Naturally both Leavers and Remainers within the Tory Party are livid, but there is, at the time of writing, still no sign of the leadership coup so desperately needed if we are to prepare for exit on WTO terms. Labour seem all over the place, their position as ethereal as a will o’ the wisp. It is clear, however, that few within any party are acting with noble intent or personal courage. Parliament, asked to implement a visionary, bold and courageous decision by the British people, has once again proved itself juvenile, insular and cynical, utterly incapable of dealing with the momentous nature of events.
If British politics has descended into farce, events in France have taken a deeply sinister turn with the deployment of the European Gendarmerie Force (Eurogendfor) armoured personnel carriers on the streets of Paris during the weekend’s #GiletJaunes protest that spread across the European continent.
Armoured personnel carriers under the EU flag suppressing tricolor-waving protesters on the streets of Paris isn't the best advert for close partnership with the EU. This is next door. #GiletsJaunes pic.twitter.com/a15QpAhfwI
— Ben Everitt (@Ben_Everitt) December 9, 2018
Theoretically set up for the protection of the population in external areas of conflict, apparently the force’s remit does – well, what a surprise – allow it to act to help ‘protect’ the population on internal matters in certain situations. Who doubts that if things continue as they are that the coming European Army will one day be used in such ‘protective’ capacities? Predictably enough, this has attracted very little attention from the mainstream media in Britain. Admittedly, we are sidetracked by our own Brexit farce, but one doubts that the BBC and the rest of our Remain-dominated broadcast media would have been enthusiastic about looking into what may turn out to be as significant a moment as the stopping of all traffic between East and West Berlin in 1961. At the risk of engaging in hyperbole, perhaps last weekend saw the birth pangs of the new European Empire.

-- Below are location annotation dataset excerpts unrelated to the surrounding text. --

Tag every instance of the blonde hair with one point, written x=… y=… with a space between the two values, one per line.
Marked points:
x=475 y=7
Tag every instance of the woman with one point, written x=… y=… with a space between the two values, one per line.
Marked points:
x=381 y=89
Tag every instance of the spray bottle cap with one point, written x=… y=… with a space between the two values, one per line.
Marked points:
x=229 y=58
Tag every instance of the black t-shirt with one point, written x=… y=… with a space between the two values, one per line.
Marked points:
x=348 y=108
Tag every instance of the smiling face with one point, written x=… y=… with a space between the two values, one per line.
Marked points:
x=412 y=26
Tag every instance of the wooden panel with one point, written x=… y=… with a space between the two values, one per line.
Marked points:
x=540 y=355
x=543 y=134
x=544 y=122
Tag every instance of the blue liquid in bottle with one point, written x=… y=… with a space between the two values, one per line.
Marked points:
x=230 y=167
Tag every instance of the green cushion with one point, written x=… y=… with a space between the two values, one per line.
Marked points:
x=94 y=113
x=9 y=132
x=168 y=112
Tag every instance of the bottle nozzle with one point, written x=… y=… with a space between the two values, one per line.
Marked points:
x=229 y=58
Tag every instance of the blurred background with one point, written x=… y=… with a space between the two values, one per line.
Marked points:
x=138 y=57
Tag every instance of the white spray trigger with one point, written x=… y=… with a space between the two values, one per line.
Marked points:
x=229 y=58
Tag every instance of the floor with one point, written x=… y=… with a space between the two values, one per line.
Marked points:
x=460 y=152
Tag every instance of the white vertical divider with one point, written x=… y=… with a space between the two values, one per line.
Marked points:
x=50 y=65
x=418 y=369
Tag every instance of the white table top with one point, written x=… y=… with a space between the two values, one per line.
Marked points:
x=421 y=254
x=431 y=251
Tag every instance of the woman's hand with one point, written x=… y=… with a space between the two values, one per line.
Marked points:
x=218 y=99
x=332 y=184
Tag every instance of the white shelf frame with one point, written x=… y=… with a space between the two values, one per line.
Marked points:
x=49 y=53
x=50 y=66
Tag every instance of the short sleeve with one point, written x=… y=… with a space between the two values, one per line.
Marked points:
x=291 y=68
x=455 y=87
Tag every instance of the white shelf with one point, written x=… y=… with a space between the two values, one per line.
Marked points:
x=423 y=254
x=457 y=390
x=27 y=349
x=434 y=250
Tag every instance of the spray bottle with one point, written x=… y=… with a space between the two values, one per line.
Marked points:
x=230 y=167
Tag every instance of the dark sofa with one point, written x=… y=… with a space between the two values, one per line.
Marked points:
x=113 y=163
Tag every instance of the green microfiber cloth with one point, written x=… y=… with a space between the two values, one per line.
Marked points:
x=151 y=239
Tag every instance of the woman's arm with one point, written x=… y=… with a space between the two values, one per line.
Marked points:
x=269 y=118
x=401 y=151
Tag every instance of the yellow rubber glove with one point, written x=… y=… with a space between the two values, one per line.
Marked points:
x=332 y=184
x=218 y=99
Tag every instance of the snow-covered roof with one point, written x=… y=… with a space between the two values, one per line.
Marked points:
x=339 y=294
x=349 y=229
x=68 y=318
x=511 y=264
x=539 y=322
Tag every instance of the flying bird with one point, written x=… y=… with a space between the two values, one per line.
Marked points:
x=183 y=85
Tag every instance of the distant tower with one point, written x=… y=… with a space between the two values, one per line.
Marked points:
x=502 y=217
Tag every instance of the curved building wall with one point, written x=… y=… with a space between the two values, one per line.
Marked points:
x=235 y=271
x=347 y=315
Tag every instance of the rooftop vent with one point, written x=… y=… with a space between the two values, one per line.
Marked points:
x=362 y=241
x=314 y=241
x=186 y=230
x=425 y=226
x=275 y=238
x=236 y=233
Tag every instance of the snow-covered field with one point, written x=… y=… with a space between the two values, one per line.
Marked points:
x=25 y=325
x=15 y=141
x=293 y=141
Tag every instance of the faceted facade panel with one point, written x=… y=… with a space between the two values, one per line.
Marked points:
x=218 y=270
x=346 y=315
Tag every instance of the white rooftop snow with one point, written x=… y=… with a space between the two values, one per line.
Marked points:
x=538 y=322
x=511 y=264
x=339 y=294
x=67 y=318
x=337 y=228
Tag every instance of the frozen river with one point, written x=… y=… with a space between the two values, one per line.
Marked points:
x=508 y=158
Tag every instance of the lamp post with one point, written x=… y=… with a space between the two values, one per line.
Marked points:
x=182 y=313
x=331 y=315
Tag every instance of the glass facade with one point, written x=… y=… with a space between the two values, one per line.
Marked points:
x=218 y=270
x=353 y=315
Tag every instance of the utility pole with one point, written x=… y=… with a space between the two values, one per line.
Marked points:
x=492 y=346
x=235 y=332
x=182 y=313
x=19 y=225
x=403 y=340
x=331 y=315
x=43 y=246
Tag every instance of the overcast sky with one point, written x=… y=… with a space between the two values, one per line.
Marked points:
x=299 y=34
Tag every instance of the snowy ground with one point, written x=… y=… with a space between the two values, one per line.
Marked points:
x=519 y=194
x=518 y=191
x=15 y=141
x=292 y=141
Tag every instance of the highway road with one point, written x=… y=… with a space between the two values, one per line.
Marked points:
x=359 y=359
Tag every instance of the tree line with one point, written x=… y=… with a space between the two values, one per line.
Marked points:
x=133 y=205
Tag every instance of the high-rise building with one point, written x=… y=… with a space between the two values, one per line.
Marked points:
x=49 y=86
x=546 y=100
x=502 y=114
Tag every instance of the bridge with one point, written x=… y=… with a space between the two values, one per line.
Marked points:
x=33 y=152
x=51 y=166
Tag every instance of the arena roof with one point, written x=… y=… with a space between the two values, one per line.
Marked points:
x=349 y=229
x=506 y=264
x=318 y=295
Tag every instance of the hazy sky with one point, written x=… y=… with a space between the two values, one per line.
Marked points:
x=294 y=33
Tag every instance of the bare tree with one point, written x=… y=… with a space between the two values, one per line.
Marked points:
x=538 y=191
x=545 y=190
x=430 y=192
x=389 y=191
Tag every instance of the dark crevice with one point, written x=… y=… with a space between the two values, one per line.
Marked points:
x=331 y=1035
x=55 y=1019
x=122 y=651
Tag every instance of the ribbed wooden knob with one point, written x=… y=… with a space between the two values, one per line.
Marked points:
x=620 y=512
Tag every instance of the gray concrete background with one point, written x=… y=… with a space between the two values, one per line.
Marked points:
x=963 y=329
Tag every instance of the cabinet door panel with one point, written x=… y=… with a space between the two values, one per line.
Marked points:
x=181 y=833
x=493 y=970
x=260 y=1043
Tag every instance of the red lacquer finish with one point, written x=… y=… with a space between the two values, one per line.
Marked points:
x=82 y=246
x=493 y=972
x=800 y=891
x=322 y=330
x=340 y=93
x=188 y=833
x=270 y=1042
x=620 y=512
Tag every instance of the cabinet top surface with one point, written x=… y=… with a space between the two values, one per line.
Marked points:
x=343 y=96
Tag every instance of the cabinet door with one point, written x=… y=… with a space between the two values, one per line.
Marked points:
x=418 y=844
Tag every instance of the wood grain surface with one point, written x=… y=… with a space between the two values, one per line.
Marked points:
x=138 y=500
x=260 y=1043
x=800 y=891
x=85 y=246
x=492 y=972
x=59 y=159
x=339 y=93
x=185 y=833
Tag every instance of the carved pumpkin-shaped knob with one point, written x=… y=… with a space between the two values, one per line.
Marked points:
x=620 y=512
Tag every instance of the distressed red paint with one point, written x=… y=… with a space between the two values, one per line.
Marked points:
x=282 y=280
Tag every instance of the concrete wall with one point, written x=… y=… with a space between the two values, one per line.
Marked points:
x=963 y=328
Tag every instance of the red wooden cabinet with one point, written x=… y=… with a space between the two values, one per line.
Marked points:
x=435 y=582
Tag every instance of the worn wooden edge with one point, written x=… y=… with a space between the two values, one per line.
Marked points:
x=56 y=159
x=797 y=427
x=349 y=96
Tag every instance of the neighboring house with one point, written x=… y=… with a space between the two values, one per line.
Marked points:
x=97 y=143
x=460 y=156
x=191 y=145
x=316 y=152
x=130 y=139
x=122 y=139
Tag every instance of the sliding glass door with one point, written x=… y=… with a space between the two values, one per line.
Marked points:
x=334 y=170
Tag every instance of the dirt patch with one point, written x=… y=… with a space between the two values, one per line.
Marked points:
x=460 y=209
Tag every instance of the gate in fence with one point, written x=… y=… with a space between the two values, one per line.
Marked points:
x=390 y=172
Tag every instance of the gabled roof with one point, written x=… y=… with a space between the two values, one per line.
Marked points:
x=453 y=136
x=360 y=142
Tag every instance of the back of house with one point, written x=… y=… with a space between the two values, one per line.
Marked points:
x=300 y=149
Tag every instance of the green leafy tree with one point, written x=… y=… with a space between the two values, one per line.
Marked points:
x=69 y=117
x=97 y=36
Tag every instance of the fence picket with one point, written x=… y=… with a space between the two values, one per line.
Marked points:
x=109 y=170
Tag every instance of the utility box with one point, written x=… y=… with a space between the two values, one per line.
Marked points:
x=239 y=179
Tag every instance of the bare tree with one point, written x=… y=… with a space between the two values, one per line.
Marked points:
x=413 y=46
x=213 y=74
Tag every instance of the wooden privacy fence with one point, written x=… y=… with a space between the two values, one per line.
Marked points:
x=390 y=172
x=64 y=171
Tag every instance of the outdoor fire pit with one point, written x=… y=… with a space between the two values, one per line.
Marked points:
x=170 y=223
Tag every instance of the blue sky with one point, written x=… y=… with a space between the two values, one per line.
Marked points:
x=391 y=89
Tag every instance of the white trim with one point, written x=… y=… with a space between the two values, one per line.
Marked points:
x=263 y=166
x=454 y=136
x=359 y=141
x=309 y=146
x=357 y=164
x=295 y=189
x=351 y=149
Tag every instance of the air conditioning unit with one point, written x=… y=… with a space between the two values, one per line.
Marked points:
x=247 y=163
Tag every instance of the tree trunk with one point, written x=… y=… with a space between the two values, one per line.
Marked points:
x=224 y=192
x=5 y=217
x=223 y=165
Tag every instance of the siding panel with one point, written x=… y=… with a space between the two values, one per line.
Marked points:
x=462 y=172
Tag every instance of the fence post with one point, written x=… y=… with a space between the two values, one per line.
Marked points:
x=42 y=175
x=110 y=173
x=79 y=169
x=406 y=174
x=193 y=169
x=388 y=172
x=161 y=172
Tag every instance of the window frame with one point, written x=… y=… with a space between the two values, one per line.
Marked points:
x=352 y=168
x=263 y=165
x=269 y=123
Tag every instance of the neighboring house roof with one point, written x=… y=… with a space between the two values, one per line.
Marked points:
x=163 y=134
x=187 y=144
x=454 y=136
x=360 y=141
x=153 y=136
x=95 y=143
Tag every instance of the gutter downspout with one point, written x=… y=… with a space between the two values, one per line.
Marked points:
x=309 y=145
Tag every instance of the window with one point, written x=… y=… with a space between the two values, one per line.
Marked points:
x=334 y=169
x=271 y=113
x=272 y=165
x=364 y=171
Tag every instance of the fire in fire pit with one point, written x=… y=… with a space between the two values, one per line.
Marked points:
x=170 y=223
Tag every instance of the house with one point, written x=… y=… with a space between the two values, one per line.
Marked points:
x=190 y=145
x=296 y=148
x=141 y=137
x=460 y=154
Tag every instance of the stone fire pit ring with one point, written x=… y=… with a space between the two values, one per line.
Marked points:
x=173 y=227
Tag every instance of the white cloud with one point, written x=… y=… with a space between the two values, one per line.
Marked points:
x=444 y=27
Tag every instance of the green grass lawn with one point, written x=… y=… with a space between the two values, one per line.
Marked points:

Or even, perhaps, a new global one: the UN Migration Pact seems to be a power grab on a global scale that, if its critics are correct, will make criticism of ‘migration’ all but illegal. Our government, predictably enough, has signed up to it.
What is glaringly obvious from politics everywhere is that the globalists have learned nothing from the protests of the last few years: perhaps intoxicated by the leftist notion of historical inevitability, they march on regardless that their actions will surely lead to ever greater levels of insurrection from desperate native populations throughout the Western World. It is easy to see how the violent Gilets Jaunes revolt in France will spread to Britain: we have shown remarkable restraint in the face of extreme insults and provocation from the Establishment during the past two years, and the fact President Macron seems to have backed down sends the dubious message that violence yields results when democracy does not. The confrontation between globalism and localism, between the citizens of nowhere versus the citizens of somewhere, seems doomed to get a lot worse before it gets better.